Formula One set to introduce 'Driver of the Day' award on grounds of football's 'Man of the Match'
The fans will vote online during the match to chose the 'Driver of the Day' which will be announced immediately after the race
Formula One is to introduce a 'Driver of the Day' award with fans voting online during the race, the governing International Automobile Federation (FIA) said on Wednesday in a statement detailing changes for 2016 and 2017.
It also confirmed that a new qualifying format had been unanimously accepted by teams and other stakeholders and was set to be introduced from the season-opening Australian Grand Prix on March 20.

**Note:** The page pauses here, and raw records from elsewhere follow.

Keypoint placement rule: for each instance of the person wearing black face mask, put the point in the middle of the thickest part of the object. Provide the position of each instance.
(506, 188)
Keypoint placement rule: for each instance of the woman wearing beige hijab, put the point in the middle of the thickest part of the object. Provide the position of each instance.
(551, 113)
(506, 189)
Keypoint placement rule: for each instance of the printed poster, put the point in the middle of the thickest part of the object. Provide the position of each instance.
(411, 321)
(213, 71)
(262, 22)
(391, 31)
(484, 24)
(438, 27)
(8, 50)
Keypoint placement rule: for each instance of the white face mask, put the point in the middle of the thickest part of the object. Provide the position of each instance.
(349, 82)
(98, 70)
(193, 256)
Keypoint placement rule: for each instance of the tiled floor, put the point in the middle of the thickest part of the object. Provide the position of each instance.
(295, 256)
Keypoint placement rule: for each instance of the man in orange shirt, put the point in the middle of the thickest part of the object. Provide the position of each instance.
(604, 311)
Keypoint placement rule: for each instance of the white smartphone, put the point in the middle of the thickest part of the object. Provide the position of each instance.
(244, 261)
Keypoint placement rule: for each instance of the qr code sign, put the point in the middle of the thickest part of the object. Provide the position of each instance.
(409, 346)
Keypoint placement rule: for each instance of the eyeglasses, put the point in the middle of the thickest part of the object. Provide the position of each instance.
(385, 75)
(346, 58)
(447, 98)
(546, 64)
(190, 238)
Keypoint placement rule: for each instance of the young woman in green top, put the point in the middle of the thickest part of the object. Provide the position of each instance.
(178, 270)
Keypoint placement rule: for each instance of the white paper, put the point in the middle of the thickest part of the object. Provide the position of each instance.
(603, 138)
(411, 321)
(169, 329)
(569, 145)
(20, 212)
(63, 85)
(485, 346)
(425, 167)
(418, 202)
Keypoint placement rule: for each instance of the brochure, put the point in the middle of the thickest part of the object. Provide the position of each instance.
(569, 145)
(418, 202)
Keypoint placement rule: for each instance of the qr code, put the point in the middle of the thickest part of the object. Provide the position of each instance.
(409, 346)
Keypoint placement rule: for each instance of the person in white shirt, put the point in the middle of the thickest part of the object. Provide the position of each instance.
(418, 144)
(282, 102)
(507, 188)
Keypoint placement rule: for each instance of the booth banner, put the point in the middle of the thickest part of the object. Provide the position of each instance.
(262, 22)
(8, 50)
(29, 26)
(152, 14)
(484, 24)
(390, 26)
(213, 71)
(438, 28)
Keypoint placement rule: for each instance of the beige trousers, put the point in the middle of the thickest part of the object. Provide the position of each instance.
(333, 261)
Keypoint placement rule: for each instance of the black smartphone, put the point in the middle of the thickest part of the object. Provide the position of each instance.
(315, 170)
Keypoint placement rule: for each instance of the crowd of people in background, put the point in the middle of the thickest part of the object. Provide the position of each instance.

The FIA said the driver award was aimed at increasing fan engagement. The equivalent of football's 'Man of the Match' will be announced straight after the race during the broadcast proceedings from the podium, with the driver presented with a prize.
The governing body also said it intended to introduce some form of cockpit protection from 2017, with a 'halo' concept around the driver's head the preferred choice. Other options, such as transparent cockpit protection, would continue to be evaluated.
Formula One teams met in Geneva on Tuesday, while their new cars were on track in testing in Barcelona, to agree changes to make the sport more exciting. With television coverage switching from free-to-air to pay channels in some countries, including Spain, there has been some concern within the sport about dwindling audience figures.
The FIA said a meeting of the core Strategy Group, which includes the governing body, six top teams and commercial rights holders, agreed to postpone the deadline for the finalisation of 2017 sporting and technical regulations from March 1 to April 30.
It said that was to allow all stakeholders "the best opportunity to complete all relevant work'. New bodywork regulations for 2017 aimed at creating faster and more aggressive cars were adopted, however.
The FIA said it would continue discussions with teams and tyre supplier Pirelli over the best way to test the new tyres required to handle the demands of the regulation changes. Pirelli are limited on how much testing they can do, with the regulations also restricting their use of current cars, and the Italian company has expressed concern about the situation.
The governing body reported further progress with the four manufacturers about providing cheaper power units to those who want them, making the engines noisier and reducing performance advantages.
A working group aims to reach an agreement by April 30.